We’ve heard it a lot from younger people in recent years. We hear that America is not what it used to be – what they usually mean is that it’s not the same in terms of economic opportunity. For example, while we immigrants could once buy a house, native born Americans, even college graduates, now see it as a pipe dream.
In this regard, I would not agree. Anyone – as long as they are healthy – can, if they want to, create, through hard work, their own small or large opportunities. This negative attitude leads nowhere.
However, there is a difference between now and before – to a surprisingly large degree – but it is where we didn’t expect it: It exists in the principles and values that created and characterized America.
I’m referring to a Wall Street Journal poll from earlier this week that is truly stunning and different than what we would expect.
For example, one of the most striking, yet disturbing, figures is that only 38% of Americans consider patriotism to be “very important,” down from 70% in 1998 – a huge difference.
Another equally striking fact is that only 39% view religion as “very important” in their lives, compared to 62% in 1998. Also a huge difference.
What has increased as “very important” in Americans’ lives is money, from 31% in 1998 to 43% now.
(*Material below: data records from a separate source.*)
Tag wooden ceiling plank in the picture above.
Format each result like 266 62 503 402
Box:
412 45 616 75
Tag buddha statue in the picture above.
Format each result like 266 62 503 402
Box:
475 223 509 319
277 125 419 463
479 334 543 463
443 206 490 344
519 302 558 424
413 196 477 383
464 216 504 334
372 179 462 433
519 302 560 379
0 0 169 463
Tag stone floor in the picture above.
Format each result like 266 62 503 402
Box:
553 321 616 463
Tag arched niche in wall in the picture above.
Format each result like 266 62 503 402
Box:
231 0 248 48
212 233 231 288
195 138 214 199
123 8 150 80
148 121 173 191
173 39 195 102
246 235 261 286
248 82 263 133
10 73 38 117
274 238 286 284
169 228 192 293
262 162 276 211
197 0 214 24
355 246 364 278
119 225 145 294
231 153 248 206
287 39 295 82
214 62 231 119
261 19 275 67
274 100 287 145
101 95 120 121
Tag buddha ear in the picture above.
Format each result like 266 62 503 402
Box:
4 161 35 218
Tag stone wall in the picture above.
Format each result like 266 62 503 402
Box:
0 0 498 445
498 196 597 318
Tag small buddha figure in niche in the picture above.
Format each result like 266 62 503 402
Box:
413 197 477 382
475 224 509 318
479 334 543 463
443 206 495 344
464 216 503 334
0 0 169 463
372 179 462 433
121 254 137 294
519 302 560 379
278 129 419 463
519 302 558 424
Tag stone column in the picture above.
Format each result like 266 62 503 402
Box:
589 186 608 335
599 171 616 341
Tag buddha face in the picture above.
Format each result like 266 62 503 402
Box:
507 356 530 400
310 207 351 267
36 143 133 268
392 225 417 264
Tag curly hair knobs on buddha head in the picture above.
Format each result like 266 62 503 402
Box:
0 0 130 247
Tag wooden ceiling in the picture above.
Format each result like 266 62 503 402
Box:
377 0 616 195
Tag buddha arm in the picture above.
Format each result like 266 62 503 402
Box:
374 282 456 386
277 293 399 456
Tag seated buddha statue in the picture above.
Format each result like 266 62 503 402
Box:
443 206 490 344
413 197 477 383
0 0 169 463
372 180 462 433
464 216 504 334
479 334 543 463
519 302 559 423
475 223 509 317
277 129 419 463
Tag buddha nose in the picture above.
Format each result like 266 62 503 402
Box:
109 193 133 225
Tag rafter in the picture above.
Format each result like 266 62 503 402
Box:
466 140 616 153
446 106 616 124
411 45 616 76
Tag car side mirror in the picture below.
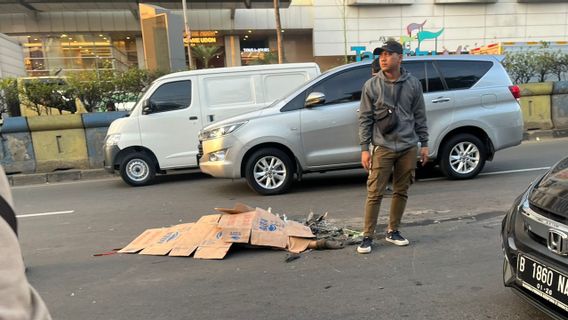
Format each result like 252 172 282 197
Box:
142 99 156 114
304 92 325 108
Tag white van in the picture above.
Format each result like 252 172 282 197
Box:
104 63 320 186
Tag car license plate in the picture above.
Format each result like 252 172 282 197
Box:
517 254 568 311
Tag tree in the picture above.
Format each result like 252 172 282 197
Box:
0 78 21 117
111 68 164 107
192 45 220 69
68 70 115 112
274 0 284 63
503 50 537 84
550 50 568 81
22 79 77 116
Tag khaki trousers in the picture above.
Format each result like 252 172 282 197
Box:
363 147 418 238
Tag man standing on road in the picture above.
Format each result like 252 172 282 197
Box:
357 40 428 253
0 166 51 320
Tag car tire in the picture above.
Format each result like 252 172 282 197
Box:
440 133 487 180
120 152 156 187
245 148 294 195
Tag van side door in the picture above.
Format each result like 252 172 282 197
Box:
403 60 455 150
300 65 371 168
139 78 202 169
199 73 264 126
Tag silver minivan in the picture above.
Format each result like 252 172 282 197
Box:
199 55 523 195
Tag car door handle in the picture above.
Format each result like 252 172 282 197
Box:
432 97 450 103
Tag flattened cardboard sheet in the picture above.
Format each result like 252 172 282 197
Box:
193 227 232 260
250 208 288 249
169 214 221 257
118 228 168 253
288 237 315 253
140 223 194 256
215 202 254 214
219 211 256 243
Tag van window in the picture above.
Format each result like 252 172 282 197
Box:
402 61 426 92
150 80 191 112
437 61 493 90
310 66 371 105
205 76 256 107
264 72 307 102
426 62 445 92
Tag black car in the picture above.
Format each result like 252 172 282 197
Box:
501 158 568 319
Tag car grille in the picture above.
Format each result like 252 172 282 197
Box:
197 140 203 160
529 203 568 225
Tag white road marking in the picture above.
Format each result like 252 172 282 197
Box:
418 167 550 181
16 210 75 218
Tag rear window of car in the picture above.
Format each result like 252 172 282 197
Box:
436 61 493 90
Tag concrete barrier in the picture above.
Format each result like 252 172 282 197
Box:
82 111 128 168
552 81 568 95
519 82 554 97
0 117 36 174
552 94 568 130
28 114 89 172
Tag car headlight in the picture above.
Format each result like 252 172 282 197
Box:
209 149 227 162
105 133 120 147
199 121 248 140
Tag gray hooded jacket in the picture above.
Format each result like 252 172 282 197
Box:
359 68 428 152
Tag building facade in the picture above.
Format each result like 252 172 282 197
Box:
0 0 568 76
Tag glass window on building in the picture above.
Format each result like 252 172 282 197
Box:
19 33 137 76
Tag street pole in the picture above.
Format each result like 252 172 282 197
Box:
274 0 284 64
181 0 193 70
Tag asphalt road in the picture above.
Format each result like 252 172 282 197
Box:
14 139 568 320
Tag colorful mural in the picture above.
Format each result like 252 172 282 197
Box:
351 20 444 61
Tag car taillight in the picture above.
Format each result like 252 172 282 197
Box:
509 85 521 99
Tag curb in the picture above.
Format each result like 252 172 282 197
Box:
8 169 115 186
523 129 568 141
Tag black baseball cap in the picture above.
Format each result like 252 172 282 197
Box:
373 40 402 56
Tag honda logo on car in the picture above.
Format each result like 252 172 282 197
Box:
547 229 568 256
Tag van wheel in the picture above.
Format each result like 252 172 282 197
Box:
245 148 294 195
440 133 487 179
120 152 156 187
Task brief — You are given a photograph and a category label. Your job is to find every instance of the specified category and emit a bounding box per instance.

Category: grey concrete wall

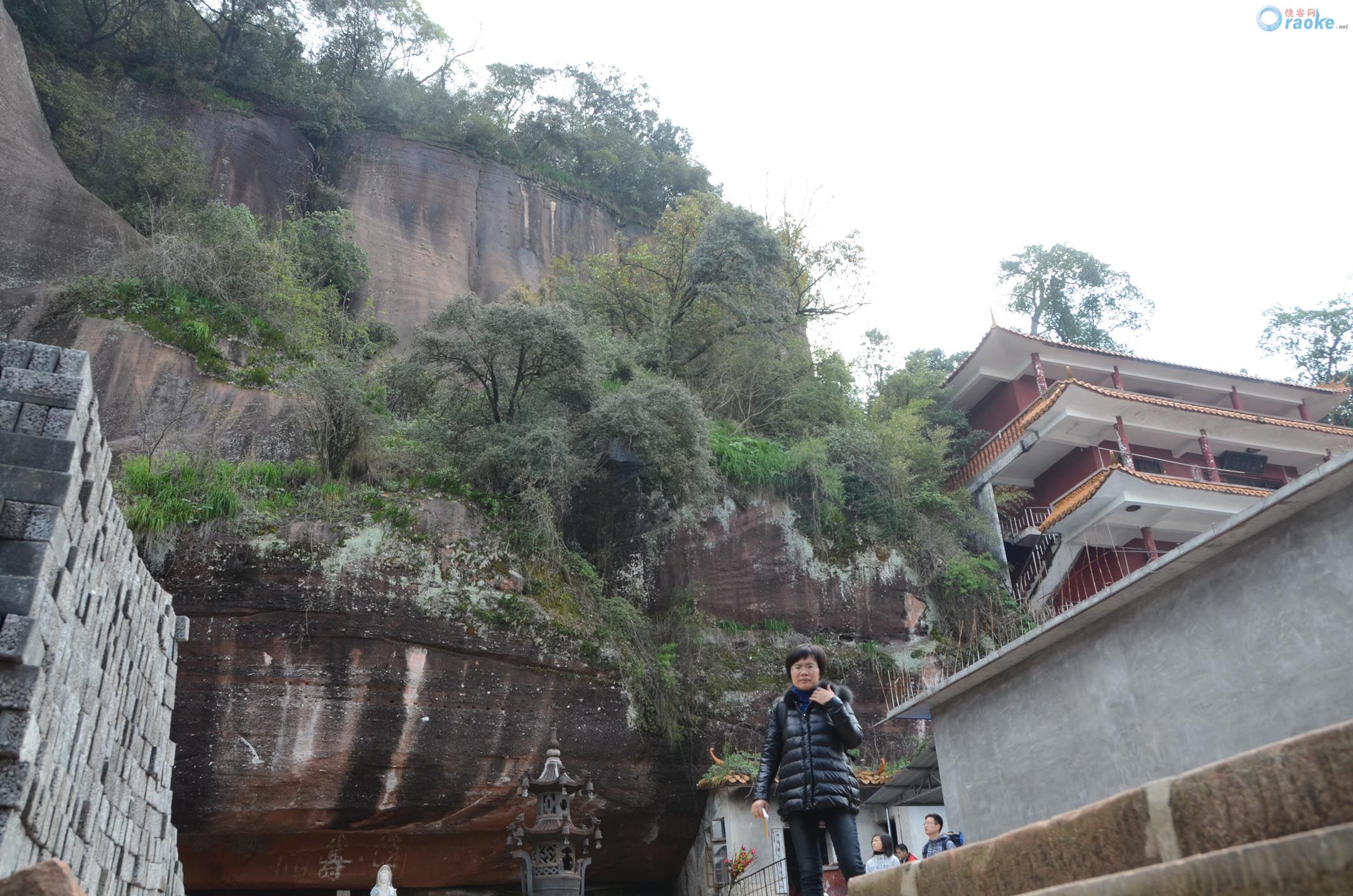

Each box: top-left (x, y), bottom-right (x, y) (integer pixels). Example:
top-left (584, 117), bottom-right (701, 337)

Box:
top-left (0, 341), bottom-right (188, 896)
top-left (933, 487), bottom-right (1353, 839)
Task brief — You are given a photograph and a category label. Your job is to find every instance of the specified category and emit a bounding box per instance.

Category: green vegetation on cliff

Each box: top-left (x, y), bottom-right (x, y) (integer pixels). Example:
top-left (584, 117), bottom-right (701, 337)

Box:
top-left (66, 202), bottom-right (395, 387)
top-left (8, 0), bottom-right (710, 226)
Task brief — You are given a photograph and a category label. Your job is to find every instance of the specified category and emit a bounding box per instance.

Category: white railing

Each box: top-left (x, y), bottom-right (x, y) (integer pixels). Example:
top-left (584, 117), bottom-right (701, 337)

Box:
top-left (1001, 507), bottom-right (1053, 542)
top-left (1011, 532), bottom-right (1062, 603)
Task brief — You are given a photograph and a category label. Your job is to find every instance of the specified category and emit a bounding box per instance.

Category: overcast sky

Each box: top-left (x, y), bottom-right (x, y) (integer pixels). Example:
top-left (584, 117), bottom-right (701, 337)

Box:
top-left (425, 0), bottom-right (1353, 376)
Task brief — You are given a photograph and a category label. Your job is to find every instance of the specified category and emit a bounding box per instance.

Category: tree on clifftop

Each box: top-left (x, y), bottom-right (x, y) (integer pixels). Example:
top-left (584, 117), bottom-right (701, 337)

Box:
top-left (997, 244), bottom-right (1155, 350)
top-left (554, 193), bottom-right (860, 379)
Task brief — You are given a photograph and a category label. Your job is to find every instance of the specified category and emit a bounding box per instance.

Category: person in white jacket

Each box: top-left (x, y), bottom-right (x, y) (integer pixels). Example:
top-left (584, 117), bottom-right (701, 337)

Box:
top-left (865, 834), bottom-right (901, 874)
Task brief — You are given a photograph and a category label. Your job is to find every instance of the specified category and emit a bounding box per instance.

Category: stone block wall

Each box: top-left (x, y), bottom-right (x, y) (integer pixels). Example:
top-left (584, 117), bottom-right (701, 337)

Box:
top-left (0, 341), bottom-right (188, 896)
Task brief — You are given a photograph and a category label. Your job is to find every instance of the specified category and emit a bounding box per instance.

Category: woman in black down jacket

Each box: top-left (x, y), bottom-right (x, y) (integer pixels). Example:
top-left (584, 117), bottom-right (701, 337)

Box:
top-left (752, 644), bottom-right (865, 896)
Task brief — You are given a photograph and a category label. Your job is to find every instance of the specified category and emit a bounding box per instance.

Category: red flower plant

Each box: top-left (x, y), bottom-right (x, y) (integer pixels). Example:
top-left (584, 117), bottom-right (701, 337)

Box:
top-left (724, 846), bottom-right (757, 884)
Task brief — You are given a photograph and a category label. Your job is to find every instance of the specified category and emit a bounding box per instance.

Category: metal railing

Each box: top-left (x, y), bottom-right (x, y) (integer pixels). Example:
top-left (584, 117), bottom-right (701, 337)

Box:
top-left (1011, 532), bottom-right (1062, 602)
top-left (724, 858), bottom-right (789, 896)
top-left (1001, 507), bottom-right (1053, 542)
top-left (1076, 446), bottom-right (1291, 492)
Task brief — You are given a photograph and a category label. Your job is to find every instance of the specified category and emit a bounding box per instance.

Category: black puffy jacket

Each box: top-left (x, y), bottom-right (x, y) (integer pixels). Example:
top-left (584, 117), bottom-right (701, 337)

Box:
top-left (752, 681), bottom-right (865, 818)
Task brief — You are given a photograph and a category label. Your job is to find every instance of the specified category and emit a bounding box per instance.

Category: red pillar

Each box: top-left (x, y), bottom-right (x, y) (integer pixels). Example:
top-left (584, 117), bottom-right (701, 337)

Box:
top-left (1028, 352), bottom-right (1047, 395)
top-left (1142, 525), bottom-right (1161, 563)
top-left (1197, 429), bottom-right (1222, 482)
top-left (1113, 417), bottom-right (1137, 470)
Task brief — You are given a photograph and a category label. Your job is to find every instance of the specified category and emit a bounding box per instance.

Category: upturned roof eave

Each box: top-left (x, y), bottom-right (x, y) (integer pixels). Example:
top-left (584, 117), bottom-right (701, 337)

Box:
top-left (942, 324), bottom-right (1353, 395)
top-left (949, 379), bottom-right (1353, 488)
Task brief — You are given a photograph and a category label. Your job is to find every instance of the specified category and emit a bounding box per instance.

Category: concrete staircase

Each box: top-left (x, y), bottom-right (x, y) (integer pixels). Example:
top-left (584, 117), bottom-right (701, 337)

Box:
top-left (849, 725), bottom-right (1353, 896)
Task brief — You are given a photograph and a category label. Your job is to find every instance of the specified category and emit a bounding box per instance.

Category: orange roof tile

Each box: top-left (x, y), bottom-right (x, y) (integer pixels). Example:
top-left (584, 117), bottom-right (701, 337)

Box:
top-left (949, 379), bottom-right (1353, 487)
top-left (944, 322), bottom-right (1353, 392)
top-left (1038, 464), bottom-right (1273, 532)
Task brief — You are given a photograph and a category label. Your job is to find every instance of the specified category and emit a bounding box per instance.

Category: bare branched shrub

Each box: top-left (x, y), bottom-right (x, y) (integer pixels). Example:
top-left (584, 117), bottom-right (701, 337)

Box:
top-left (296, 357), bottom-right (374, 478)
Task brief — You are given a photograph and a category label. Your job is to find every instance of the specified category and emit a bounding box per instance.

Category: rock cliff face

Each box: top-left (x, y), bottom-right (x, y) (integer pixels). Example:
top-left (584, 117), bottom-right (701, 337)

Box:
top-left (334, 134), bottom-right (620, 341)
top-left (656, 498), bottom-right (926, 642)
top-left (0, 10), bottom-right (618, 457)
top-left (0, 24), bottom-right (921, 892)
top-left (153, 499), bottom-right (915, 892)
top-left (0, 7), bottom-right (141, 289)
top-left (163, 506), bottom-right (698, 890)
But again, these percentages are lower than the general picture one might have thought of the country’s residents.
What do these figures mean?
They mainly mean that both words and actions have consequences. That deep social and political polarisation, wars without clear objectives and results, violence, successive crises and lack of confidence in the economy, scandal after scandal in the various churches – the worst of which were in the Catholic Church – are leading people to cynicism, selfishness, and indifference.
Hence the fall in the index of principles and values.
Does this matter for the future of the country? Very much so. And it is to the detriment of all: rich, poor, white, black, immigrant and native.
All of us who, from individuals, become the whole.